As for an optional autumn exam, details are scant. But given the question marks that still hang over whether schools will even be able to open for all pupils in September, not to mention the fact that A-level and GCSE pupils have had barely any face-to-face teaching since March, it is unclear how this will work. How universities will be expected to assign places based on exams that have not yet been taken is also a mystery.
We cannot expect an ideal solution that will be fair to everyone. What we should expect, however, is a government (and an education secretary) switched-on enough to realise that this is would be a major headache well in advance. The Department for Education has had five months to come up with an alternative system.

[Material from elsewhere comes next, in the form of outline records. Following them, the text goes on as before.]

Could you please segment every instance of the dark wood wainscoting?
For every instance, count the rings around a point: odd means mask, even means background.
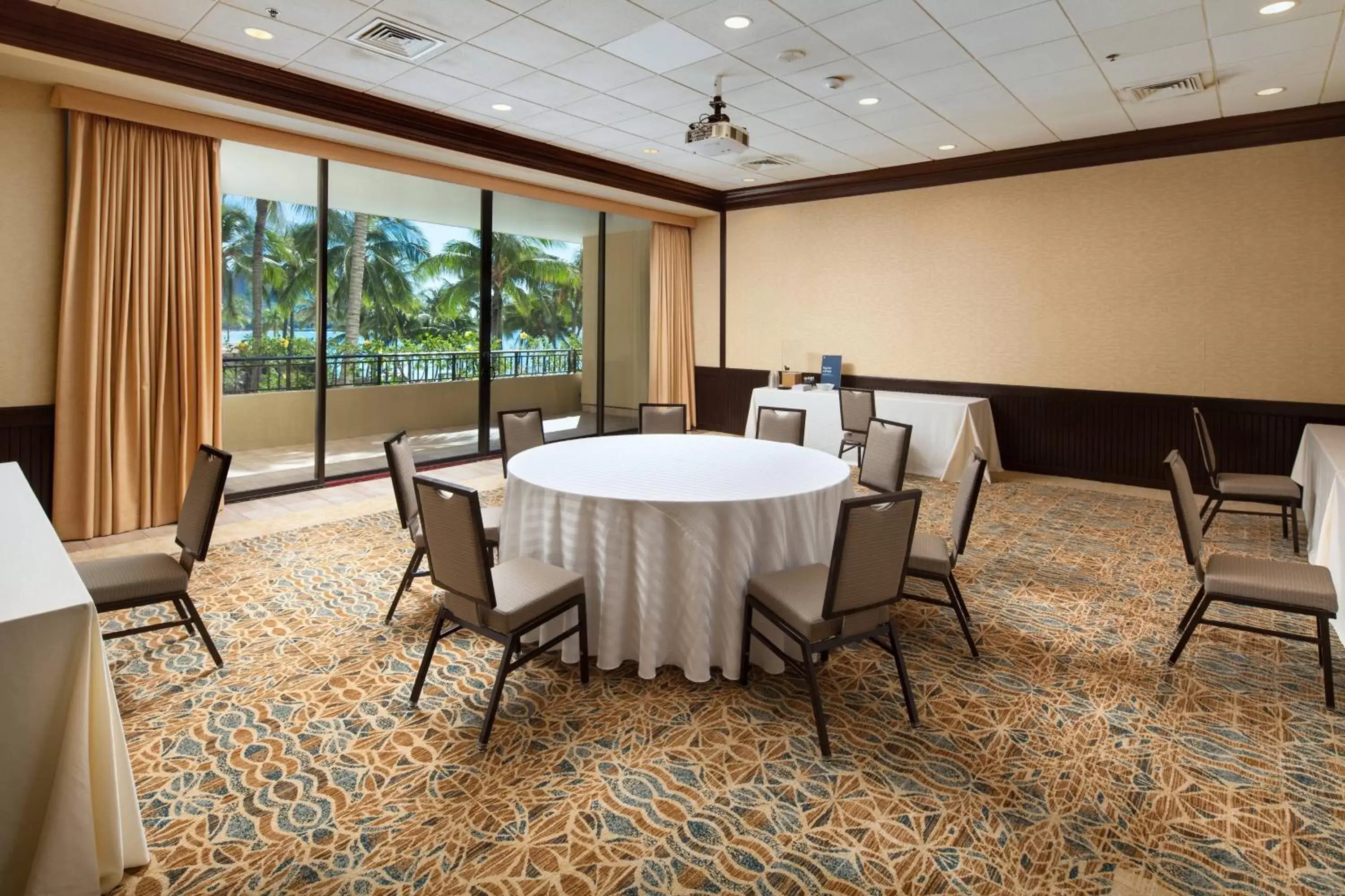
[[[722,373],[730,376],[721,376],[720,380],[716,380],[716,375],[721,373],[717,368],[698,367],[695,373],[697,403],[703,400],[699,407],[714,407],[720,414],[714,416],[702,411],[701,429],[742,433],[752,388],[764,386],[769,373],[726,368]],[[721,386],[721,382],[732,382],[734,387]],[[1190,414],[1193,404],[1209,420],[1220,467],[1239,473],[1287,474],[1294,466],[1303,426],[1345,424],[1345,404],[885,376],[845,376],[842,382],[898,392],[986,396],[994,411],[1005,469],[1150,488],[1166,488],[1161,462],[1174,447],[1186,458],[1197,488],[1206,488]],[[702,394],[706,398],[702,399]],[[718,406],[714,406],[716,394],[721,396]]]
[[[0,407],[0,463],[19,463],[47,516],[51,516],[55,430],[56,408],[51,404]]]

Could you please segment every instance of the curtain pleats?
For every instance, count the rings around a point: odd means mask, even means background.
[[[650,400],[686,404],[695,426],[691,231],[658,222],[650,231]]]
[[[178,519],[221,435],[219,141],[70,113],[52,521]]]

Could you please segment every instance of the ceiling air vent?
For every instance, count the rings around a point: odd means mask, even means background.
[[[1159,81],[1153,85],[1143,85],[1142,87],[1126,87],[1122,93],[1122,98],[1128,102],[1154,102],[1157,99],[1170,99],[1173,97],[1189,97],[1193,93],[1201,93],[1205,89],[1205,79],[1200,73],[1194,75],[1186,75],[1185,78],[1173,78],[1171,81]]]
[[[386,19],[374,19],[346,40],[395,59],[416,59],[444,46],[438,38],[417,34]]]

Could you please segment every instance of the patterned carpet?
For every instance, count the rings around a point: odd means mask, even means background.
[[[913,485],[944,528],[952,489]],[[1106,893],[1118,868],[1345,892],[1345,723],[1314,647],[1201,629],[1169,669],[1193,592],[1170,504],[981,501],[958,572],[982,658],[951,611],[900,604],[921,724],[890,657],[838,652],[831,760],[792,676],[627,664],[584,688],[557,660],[510,677],[479,754],[499,649],[445,641],[408,707],[433,604],[421,579],[382,623],[391,513],[219,545],[192,591],[223,670],[180,631],[109,642],[153,854],[116,892]],[[1212,535],[1293,556],[1272,520]]]

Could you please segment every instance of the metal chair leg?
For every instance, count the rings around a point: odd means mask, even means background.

Officials could have introduced the idea of an autumn exam months ago, to give schools and pupils time to prepare. They could have designed an assessment framework based on coursework, perhaps with mini-exams held remotely throughout the summer, to take a snapshot of where pupils were.
Or they could have been really radical and voided demarcated grades entirely for this cohort, calling on universities and employers to use interviews as an alternative. These are, after all, “unprecedented times”, and however this year’s grades are decided, there will substantial doubts about them — so maybe the only fair thing to do is not give them out at all.
None of these are perfect, but with five months of preparation, something could have been worked out that was fair to the millions of young people whose future rests on this assessment process. Instead, it appears that the issue barely featured on the radar of politicians and officials until the Scotland fiasco, with the eventual fudge brought in literally hours before results day itself.
Education has taken a backseat throughout the government’s pandemic response, ranking below health, business, and even football on the list of priorities. So if this year’s results day is even more of a scandal than usual, it is a scandal entirely of the government’s making.